# Lallemand/ Danstar London ESB Dry yeast



## DJR (1/9/16)

Just saw this on the lallemand page, looks like it's about a week or two after being released now.

http://www.lallemandyeast.com/company/products/london-esb




> London ESB yeast was selected from the Lallemand yeast culture library towards
> producing a range of English-style ales exhibiting clean, well-balanced aromatic
> profiles with moderate alcohol production. London ESB offers the right fermentation
> and aromatic profiles suitable for Extra Special Bitter styles as well as Pale Ale,
> ...



Some noise on the net about it now

Wonder when it's going to be available, always good to have more dry yeast options.


----------



## Randai (2/9/16)

I wonder if its the fullers yeast in dry form. I remember seeing a reference to newcastle dark ale from mangrove jacks as potentially being muntons gold which supposedly was the fullers.


----------



## Moad (2/9/16)

If this is the same strain as wyeast 1968 I'll give it a crack! Awesome yeast for malty pales or ESB any malt forward beer really

edit: doesn't say much about flocculation, if it drops clear it may be the same or similar strain 

I can't find any reports or feedback from a quick search, is anyone local stocking it yet?


----------



## DJR (2/9/16)

Moad said:


> If this is the same strain as wyeast 1968 I'll give it a crack! Awesome yeast for malty pales or ESB any malt forward beer really
> 
> edit: doesn't say much about flocculation, if it drops clear it may be the same or similar strain
> 
> I can't find any reports or feedback from a quick search, is anyone local stocking it yet?

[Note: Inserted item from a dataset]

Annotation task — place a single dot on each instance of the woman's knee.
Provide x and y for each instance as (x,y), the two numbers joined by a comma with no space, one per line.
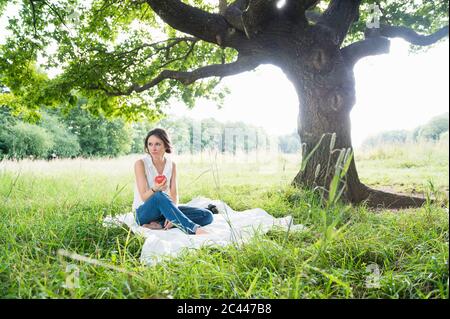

I've emailed lallemand australia to find out when it's available, if they can't answer i'll ask winequip and failing that my LBS to find out.

Looks like it's only been out a week or two globally


----------



## TimL (2/9/16)

I emailed john Preston at grain and grape about this yeast the other day and he said that lallemand australia have just received it andgrape+g will have it in next week.It must be pretty similar to Fullers yeast cos John Keeling the head brewer at fullers endorses it on the lallemand website.Looking forward to trying it cos if it's pretty decent I won't bother with the wyeast 1968.


----------



## DJR (2/9/16)

Yep, Lallemand Australia told me it's in stock, so i'll chase it down with Pat @ Absolute sometime soon. If someone from Fullers is endorsing it, it must be very similar to that.


----------



## welly2 (2/9/16)

I love everything that Lallemand/Danstar does. Their yeasts are hungry bastards. Will buy this one as soon as I see it.


----------



## Bribie G (3/9/16)

Looking forward to this one. Living in a regional area I tend to over buy on Wyeasts and often have to smack a 9 month old pack - dried yeasts keep for years and lately I've been getting more into Mangrove Jacks.


----------



## GalBrew (3/9/16)

Also keen to try this one. A good, dry British yeast would be very handy.


----------



## welly2 (3/9/16)

Bribie G said:


> Looking forward to this one. Living in a regional area I tend to over buy on Wyeasts and often have to smack a 9 month old pack - dried yeasts keep for years and lately I've been getting more into Mangrove Jacks.


How are you finding their yeasts? I've been a bit hesitant to try them, for no good reason.


----------



## Lord Raja Goomba I (3/9/16)

I'm fermenting with 3 different ones from MJ at the moment. I plan on writing a report on each of them once the beer is ready.

So far, with rehydration no lag time and I have a west coast yeast that appears done in 3 days.


----------



## billygoat (3/9/16)

GalBrew said:


> Also keen to try this one. A good, dry British yeast would be very handy.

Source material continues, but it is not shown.